Rishi Sunak and Keir Starmer met for the last time in a televised election debate this Wednesday, and both decided from the first minute that their strategy involved questioning the integrity and leadership of their rival. Labor and tories have been marred by the polling scandal, with candidates trying to profit by betting on the election date, although Starmer, the leader of the opposition, has tried to make clear in his first speech that the difference in the response had been notable: “As soon as I heard about our candidate, I ordered his suspension. The Prime Minister delayed and delayed in giving a response. And besides, it is not the first time. The partygate [el escándalo de las fiestas prohibidas en Downing Street durante el confinamiento] elicited the same kind of elusive response. “There are 14 years of conservative governments without the slightest integrity,” Starmer attacked.
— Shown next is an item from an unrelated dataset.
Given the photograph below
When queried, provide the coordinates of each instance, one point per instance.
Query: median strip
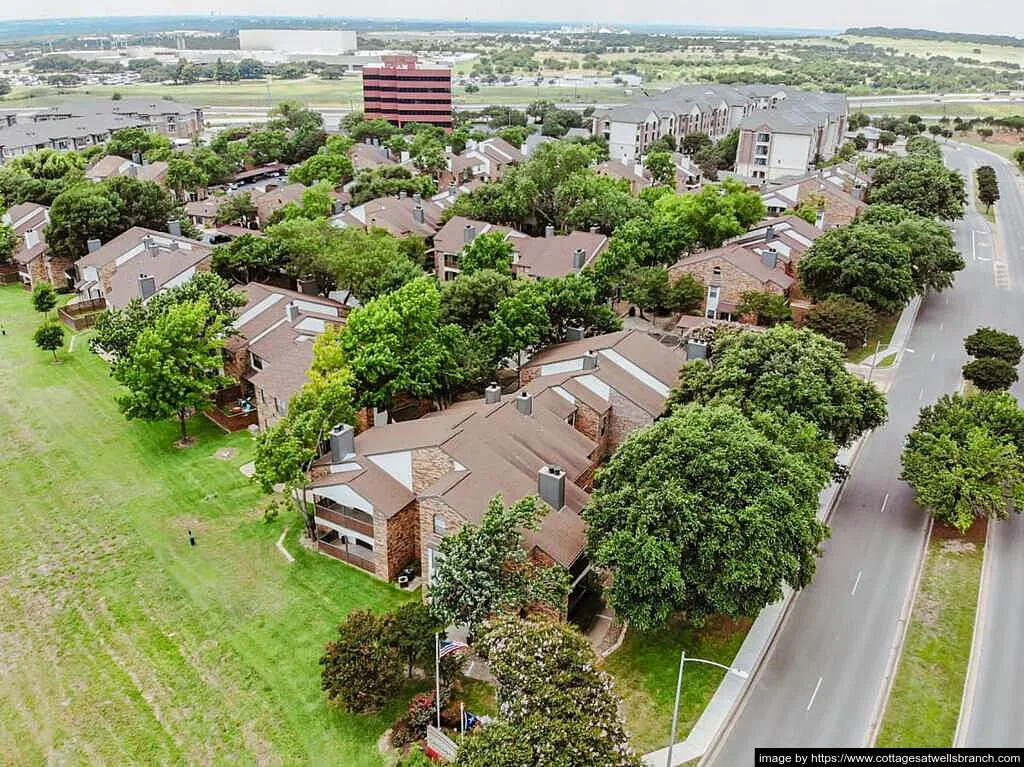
(925, 701)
“I consider myself a person with leadership, who makes the decisions he must make and is consistent. “My rival has not stopped changing his mind at any time,” responded Prime Minister Sunak, who always reminds Labor of his past efforts to achieve a second referendum on Brexit.
The BBC debate, held in Nottingham, was the last opportunity for British Prime Minister Rishi Sunak to modify polls that have remained unchanged throughout the campaign. The British seem determined to turn the page, after 14 years of governments tories. Labor leader Keir Starmer’s lead has remained above twenty percentage points in all polls.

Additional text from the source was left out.